Foucault não é um filósofo que está preocupado com uma explicação total, final, completa. Por isso, ele levanta “hipóteses, com muitos pontos de interrogação e reticências”[1].
Estas hipóteses podem ser separadas em dois blocos. O primeiro trata de descrever os “paradoxos” em torno da noção de “cuidade de si” no âmbito moral e o segundo, “concerne ao problema da verdade e da história da verdade”[2].

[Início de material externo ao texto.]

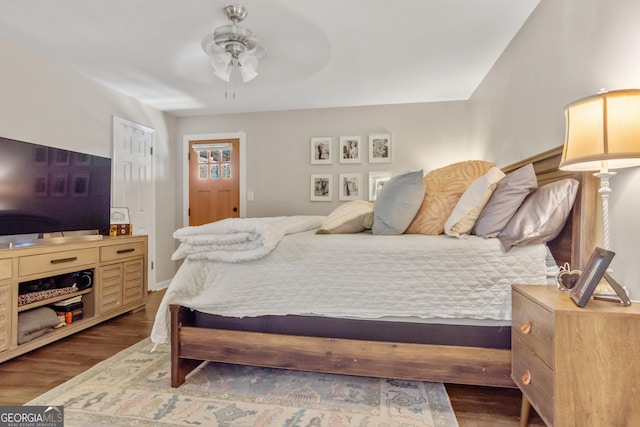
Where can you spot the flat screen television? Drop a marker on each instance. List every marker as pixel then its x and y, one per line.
pixel 50 190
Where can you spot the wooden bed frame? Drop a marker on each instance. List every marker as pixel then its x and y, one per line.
pixel 190 345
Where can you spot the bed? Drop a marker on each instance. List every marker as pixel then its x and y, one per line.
pixel 432 350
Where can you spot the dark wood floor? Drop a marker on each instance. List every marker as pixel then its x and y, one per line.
pixel 26 377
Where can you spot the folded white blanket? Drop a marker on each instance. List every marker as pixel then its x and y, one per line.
pixel 239 239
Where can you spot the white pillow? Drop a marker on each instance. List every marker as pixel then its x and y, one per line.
pixel 473 200
pixel 347 218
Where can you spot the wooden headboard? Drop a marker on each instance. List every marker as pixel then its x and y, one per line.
pixel 577 239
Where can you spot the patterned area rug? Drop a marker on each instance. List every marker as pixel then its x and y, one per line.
pixel 133 389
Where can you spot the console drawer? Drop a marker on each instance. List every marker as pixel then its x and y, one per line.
pixel 52 262
pixel 125 250
pixel 5 269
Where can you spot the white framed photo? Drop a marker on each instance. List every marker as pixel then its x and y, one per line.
pixel 350 186
pixel 321 185
pixel 350 149
pixel 321 150
pixel 377 180
pixel 380 148
pixel 120 216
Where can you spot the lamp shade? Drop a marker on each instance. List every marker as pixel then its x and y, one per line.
pixel 603 132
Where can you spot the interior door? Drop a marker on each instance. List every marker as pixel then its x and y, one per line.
pixel 214 180
pixel 133 184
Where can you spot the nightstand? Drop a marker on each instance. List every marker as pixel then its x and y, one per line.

A “nebulosa de vocabulário e expressões”: “ocupar-se consigo mesmo”, “ter cuidados consigo”, “retirar-se em si mesmo”, “recolher-se em si”, “sentir prazer em si mesmo”, “buscar deleite somente em si”, “permanecer em companhia de si mesmo”, “ser amigo de si mesmo”, “estar em si mesmo como numa fortaleza”, “cuidar-se” ou “prestar culto a si mesmo”, “respeitar-se”, etc[3] parece ter um valor negativo – visto do nosso ponto de vista – porque parece remeter a um caráter egoísta, individualista do sujeito. A moral cristã que é parte da nossa tradição rejeita o egoísmo e isso nos dissuade de enxergar essa noção com valor positivo, de acentuar uma moral social e coletiva.
No entanto, as práticas do “cuidado de si” foram incorporadas tanto na moral cristã como na moral moderna não cristã. Porém, foram devidamente aclimatadas.
“Essas regras austeras, cuja estrutura de código permaneceu idêntica, foram por nós reaclimatadas, transpostas, transferidas para o interior de um contexto que é o de uma ética geral do não egoísmo, seja sob a forma ‘moderna’ de uma obrigação para com os outros – quer o outro, quer a coletividade, quer a classe, quer a pátria, etc. Portanto, todos esses temas, todos esses códigos do rigor moral, nascidos que foram no interior daquela paisagem fortemente marcada pela obrigação de ocupar-se consigo mesmo, vieram a ser assentados pelo cristianismo e pelo mundo moderno numa moral do não egoísmo”. (HS, p.14)
Contudo, Foucault acredita “haver uma razão bem mais essencial que esses paradoxos da “história da moral”[4] que é o que ele chamou – mesmo reconhecendo ser uma expressão ruim – de “momento cartesiano”.
Se no Alcibíades, Platão ao abrir a bifurcação para a interpretação do papel da filosofia, parece dar primazia ao “conhecimento de si” através de Sócrates, ele faz “uma espécie de ‘sobreposição dinâmica’ das duas noções, um ‘apelo recíproco’ a articulá-las, de modo que nenhum dos dois elementos deve ser negligenciado em proveito do outro”[5].